Add some chili sauce and soy sauce to the rice and stir it in, then enjoy a tasty evening treat!

Note: real fried rice is only available at night, along with fruit shakes and fried noodles. There are stalls set up around town in designated places. Foreigner price: 5,000 Riel ($1.25). Local price: 3,000 Riel ($0.75).

Wednesday, June 24, 2009

Back to Cambodian Food!

I am so happy to be back in Cambodia enjoying Cambodian food. There is just nothing else that compares to the yumminess of food here. Besides that, if you get tired of Cambodian food there's plenty of Western food to enjoy.

Back to eating sour soup and rice, mom's cooking at the cottage with roasted salted fish.

I love the noodle soup in the morning at the Soup Dragon with iced coffee (no milk this time). It's become the place for locals to do business in the morning. I just enjoy watching the pubs open and clean up for a fresh day ahead.

Of course there is also the yummy street snacks of fresh fruit, roasted bananas, and roti with sweetened condensed milk.

Come on over to savor the flavors of Cambodia!

Wednesday, June 10, 2009

Polish Cabbage and Noodles Dish

OK, so this dish was inspired by an episode of Diners, Drive-ins and Dives that I briefly caught.
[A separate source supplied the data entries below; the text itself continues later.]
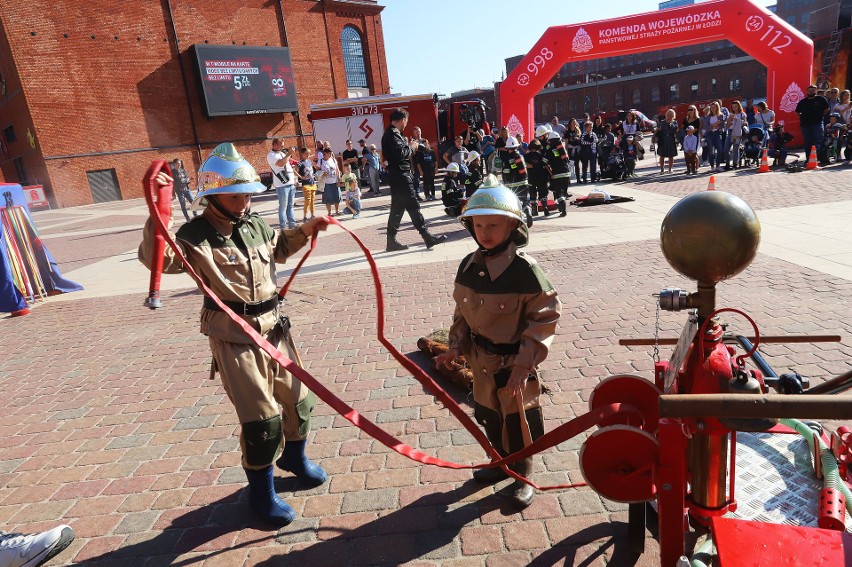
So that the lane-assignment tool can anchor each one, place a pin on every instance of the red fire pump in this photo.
(682, 455)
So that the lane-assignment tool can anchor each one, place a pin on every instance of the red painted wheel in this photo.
(628, 389)
(618, 463)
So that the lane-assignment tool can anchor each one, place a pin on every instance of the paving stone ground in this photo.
(109, 421)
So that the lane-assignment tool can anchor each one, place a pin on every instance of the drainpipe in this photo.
(296, 115)
(183, 80)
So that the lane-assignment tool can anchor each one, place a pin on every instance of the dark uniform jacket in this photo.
(396, 152)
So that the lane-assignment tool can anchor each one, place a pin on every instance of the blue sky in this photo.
(451, 45)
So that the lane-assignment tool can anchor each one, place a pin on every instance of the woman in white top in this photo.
(736, 121)
(715, 124)
(765, 117)
(844, 107)
(330, 192)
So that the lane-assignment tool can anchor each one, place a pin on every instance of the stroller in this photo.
(615, 168)
(454, 201)
(753, 147)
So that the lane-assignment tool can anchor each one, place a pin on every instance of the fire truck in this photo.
(367, 118)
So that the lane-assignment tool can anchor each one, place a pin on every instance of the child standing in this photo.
(630, 155)
(235, 252)
(331, 175)
(504, 322)
(690, 150)
(428, 168)
(452, 193)
(305, 171)
(352, 199)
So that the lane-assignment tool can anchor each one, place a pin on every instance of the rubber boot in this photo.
(522, 493)
(264, 501)
(294, 460)
(490, 475)
(395, 245)
(432, 240)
It was some Polish restaurant. I know there's a funny Polish name for this dish, but of course it escapes my memory.

I was mesmerized by this dish because 1) it was so simple, and 2) I had all of the ingredients sitting in my fridge. The Cal Poly Organic Farm cabbage heads from my CSA boxes have been crying out to be turned into something delicious, and one can only eat so much coleslaw.
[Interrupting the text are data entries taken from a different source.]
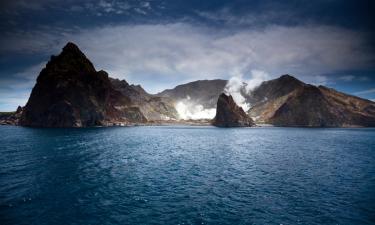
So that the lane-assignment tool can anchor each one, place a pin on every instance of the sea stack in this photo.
(69, 92)
(229, 114)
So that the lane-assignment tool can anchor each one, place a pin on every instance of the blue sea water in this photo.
(187, 175)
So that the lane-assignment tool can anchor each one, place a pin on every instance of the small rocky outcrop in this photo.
(11, 118)
(69, 92)
(229, 114)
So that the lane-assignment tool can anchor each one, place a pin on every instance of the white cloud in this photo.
(158, 55)
(368, 91)
(237, 85)
(347, 78)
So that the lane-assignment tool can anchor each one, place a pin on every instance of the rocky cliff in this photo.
(153, 107)
(202, 92)
(286, 101)
(69, 92)
(229, 114)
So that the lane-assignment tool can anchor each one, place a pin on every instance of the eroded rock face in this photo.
(286, 101)
(154, 108)
(229, 114)
(70, 93)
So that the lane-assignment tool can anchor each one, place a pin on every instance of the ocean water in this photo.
(187, 175)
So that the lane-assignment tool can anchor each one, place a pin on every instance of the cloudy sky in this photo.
(162, 43)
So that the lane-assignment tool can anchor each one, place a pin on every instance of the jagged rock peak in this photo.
(71, 58)
(229, 114)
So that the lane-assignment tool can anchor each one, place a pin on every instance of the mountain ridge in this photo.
(70, 92)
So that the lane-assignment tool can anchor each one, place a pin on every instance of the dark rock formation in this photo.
(153, 107)
(11, 118)
(229, 114)
(202, 92)
(70, 93)
(286, 101)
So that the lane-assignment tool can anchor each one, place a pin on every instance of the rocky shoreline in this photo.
(70, 92)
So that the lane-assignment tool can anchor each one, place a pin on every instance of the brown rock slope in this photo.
(69, 92)
(287, 101)
(153, 107)
(229, 114)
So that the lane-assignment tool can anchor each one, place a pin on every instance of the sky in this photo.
(160, 44)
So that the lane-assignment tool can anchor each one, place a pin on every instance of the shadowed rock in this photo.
(70, 93)
(229, 114)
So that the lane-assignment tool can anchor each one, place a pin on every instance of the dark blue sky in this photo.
(160, 44)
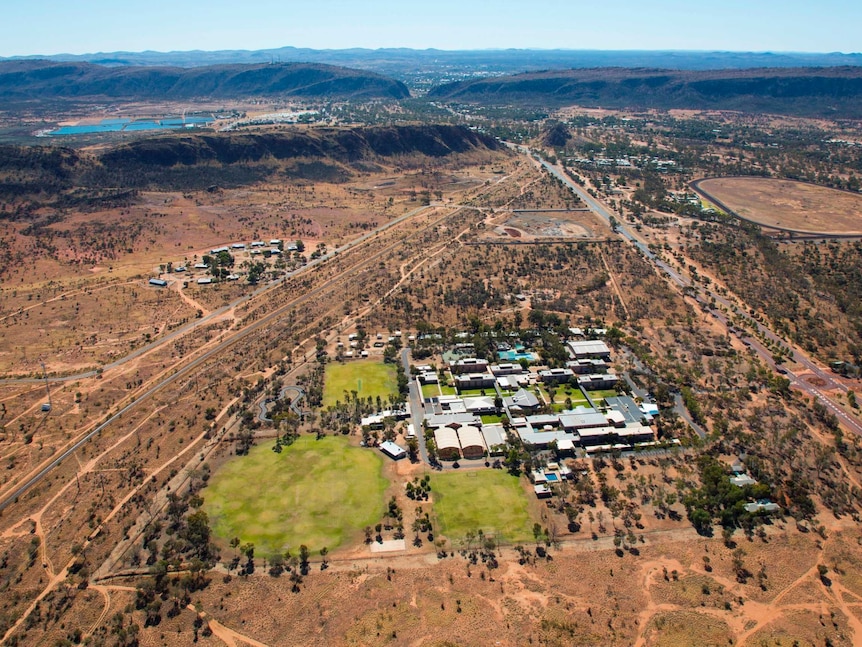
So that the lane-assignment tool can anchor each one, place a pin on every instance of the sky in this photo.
(86, 26)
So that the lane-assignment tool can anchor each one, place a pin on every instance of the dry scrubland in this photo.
(663, 592)
(586, 595)
(795, 206)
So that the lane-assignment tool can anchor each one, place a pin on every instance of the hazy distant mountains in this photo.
(832, 92)
(411, 64)
(47, 80)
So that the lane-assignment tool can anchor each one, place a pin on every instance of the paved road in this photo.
(416, 405)
(766, 356)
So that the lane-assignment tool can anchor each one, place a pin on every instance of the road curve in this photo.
(600, 210)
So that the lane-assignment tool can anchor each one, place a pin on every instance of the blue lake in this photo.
(127, 125)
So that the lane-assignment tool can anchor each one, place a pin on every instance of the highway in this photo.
(681, 282)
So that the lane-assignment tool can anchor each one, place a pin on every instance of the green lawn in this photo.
(488, 499)
(315, 492)
(601, 394)
(367, 378)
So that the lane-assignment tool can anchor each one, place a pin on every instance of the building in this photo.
(542, 491)
(523, 401)
(589, 349)
(495, 439)
(448, 445)
(741, 480)
(597, 381)
(763, 505)
(429, 377)
(394, 451)
(475, 381)
(472, 442)
(587, 366)
(469, 365)
(556, 375)
(506, 369)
So, I did a little online investigating and discovered many recipes for this dish. It's really very simple. All you need is:

1/2 head of sliced cabbage
1-2 yellow onions, sliced
1/2 package of egg noodles (other noodles will do, but these are the tastiest)
1 kielbasa sausage
2 Tbsp butter
1/2 cup sour cream
salt & pepper to taste (I used my mortar to grind some fresh white Cambodian Kampot pepper)

Fill your pasta pot with water to start it boiling.

Get the butter melted in a BIG frying pan, or wok. Add the yellow onions and cook on medium-low until tender then turn down to low to start carmelizing them.

Slice the kielbasa into somewhat thin rounds. Cook over medium heat in a skillet to brown them on each side.

If the water's boiling, add the egg noodles and boil them according to directions on package.

Add the cabbage once the onions are a nice golden brown and let that stir-fry until tender. Once nice and tender, add the egg noodles along with salt and pepper to taste. Toss in the kielbasa slices and stir in the sour cream. Allow it to continue cooking on low for a few more minutes.

Oila! Scoop into a bowl and have yourself some delicious Polish comfort food.

Feel free to veg it up a bit by add more vegetables in the onion and cabbage stir-fry and leave out the sour cream. Consider using another cheese, or none at all.

Tuesday, March 24, 2009

Easy standby stirfry

Fried Tofu with Collard Greens

I love making this as it is so simple and easy and I can let the tofu cook first while cutting up the rest of the vegetables.

Before starting, get your rice started cooking, either in a rice cooker or on the stove top. Rice can always stay warm if it is ready before the stir-fry.
  1. Cube very dense tofu and place in a hot wok with oil. Sprinkle some sugar and salt over the top. Cover and let brown.
  2. Minced several cloves of garlic to place with the tofu after the first side is browned.
  3. Slice 1/2 of a yellow onion. Cut the stems out of the collard greens, then thinly slice the leaves. Select another vegetable of your choice. I like broccoli, cauliflower or carrots, but any will do.
  4. When the tofu is brown on one side, turn all the cubes over. Add the minced garlic. Continue cooking until the second side is brown.
  5. Add the most dense vegetable first (i.e. cauliflower). Add a 1/4 cup of water to the pan and cover to let cook. After about 1 minute, stir in onions leaving the collard green leaves for the last item to be added.
  6. If necessary, add more salt and/or sugar.
  7. Add the vegetable mix to a plate or bowl of steamed Jasmine rice.

Enjoy! It should take less than 30 minutes.